Enough bout this "hate". the one thing that brightened my day was getting to buy some MANGA!!!!!!!!! i bought ARCANA and LAMENT OF THE LAMB. i had a review on the two mangas but i've decided to cut it sort. so here it is.

ARCANA: personally i really liked it and the whole storyline was quite cool. i give it two thumbs up.

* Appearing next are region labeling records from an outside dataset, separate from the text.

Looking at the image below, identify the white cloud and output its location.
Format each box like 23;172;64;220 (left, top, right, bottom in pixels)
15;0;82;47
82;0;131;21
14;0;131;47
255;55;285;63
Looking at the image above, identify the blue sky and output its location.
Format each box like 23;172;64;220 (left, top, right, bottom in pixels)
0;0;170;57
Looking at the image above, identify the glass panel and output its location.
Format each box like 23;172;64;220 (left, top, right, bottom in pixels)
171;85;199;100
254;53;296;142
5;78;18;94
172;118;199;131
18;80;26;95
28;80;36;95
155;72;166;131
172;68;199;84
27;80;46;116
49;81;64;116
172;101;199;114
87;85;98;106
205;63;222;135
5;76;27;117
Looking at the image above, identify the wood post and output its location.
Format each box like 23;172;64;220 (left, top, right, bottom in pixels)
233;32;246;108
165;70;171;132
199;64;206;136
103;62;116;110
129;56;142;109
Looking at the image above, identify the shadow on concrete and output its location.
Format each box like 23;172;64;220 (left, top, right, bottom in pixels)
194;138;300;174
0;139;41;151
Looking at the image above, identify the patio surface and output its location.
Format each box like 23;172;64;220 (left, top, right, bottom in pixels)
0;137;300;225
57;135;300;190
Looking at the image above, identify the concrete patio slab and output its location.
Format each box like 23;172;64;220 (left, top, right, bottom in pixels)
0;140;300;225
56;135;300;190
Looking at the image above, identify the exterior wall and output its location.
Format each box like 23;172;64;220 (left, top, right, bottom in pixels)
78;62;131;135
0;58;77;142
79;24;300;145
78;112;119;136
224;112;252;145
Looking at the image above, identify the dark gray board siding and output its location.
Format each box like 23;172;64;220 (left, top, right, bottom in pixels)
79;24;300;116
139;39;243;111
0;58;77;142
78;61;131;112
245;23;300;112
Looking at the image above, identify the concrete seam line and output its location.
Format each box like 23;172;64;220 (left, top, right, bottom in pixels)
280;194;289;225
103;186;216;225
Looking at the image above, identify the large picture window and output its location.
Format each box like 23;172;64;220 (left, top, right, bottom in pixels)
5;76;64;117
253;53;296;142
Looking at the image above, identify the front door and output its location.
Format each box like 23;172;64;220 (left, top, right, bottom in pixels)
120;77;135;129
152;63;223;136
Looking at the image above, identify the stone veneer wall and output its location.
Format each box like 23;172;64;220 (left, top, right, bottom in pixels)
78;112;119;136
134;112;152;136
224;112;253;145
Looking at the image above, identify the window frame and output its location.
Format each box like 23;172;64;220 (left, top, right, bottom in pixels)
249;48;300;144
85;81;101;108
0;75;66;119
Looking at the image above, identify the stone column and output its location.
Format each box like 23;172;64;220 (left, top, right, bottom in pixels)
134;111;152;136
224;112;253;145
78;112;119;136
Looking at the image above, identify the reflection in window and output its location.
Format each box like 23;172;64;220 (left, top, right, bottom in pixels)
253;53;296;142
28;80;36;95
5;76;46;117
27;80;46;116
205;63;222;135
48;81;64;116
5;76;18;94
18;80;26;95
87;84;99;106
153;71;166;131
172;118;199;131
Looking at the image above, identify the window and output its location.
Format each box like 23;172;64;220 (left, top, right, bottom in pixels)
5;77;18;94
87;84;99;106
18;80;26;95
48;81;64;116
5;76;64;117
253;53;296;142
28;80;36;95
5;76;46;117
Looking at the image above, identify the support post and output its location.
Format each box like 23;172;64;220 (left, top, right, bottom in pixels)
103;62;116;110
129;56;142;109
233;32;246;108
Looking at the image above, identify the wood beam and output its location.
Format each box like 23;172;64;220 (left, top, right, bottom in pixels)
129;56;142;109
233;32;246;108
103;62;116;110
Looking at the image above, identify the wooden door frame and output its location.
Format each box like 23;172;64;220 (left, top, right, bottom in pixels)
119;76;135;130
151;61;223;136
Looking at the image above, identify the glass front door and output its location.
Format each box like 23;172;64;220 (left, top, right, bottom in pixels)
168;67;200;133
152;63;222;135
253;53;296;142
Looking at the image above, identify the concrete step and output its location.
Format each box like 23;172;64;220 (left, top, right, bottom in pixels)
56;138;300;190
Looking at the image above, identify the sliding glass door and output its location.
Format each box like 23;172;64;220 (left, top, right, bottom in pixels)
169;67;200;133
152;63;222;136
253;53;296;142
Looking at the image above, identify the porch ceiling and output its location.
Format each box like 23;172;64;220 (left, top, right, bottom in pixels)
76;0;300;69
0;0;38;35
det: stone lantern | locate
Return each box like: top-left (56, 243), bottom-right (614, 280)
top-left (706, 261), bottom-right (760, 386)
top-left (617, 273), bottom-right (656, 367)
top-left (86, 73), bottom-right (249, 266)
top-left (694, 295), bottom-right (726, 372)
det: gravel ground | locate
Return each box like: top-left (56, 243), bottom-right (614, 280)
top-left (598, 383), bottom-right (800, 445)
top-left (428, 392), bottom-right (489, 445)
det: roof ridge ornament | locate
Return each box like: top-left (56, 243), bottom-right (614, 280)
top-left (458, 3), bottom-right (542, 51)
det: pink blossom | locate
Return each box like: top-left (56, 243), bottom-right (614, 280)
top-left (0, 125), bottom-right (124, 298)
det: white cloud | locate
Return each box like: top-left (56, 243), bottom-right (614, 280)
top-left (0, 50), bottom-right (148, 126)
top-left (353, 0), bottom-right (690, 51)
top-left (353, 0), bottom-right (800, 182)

LAMENT OF THE LAMB: i didn't really get into it.so i would give it a one thumbs up. i mean u gotta give it some credit for the main characters were vampires.^.^

Wow this is probably the longest post i've written. Guess this is the result of not posting one day.^.^'lol well i guess i better let u guys go. you probably have places to be,ppl to meet/kill/kick/ect...oh yeah i got me a mood ring! it keeps on turning a dark shade of blue. what does that mean? o.k. i'm really leaving now.Thank u for reading (if u did) and please comment.bye.^.~

"I stand alone, everything that I believe in is fading."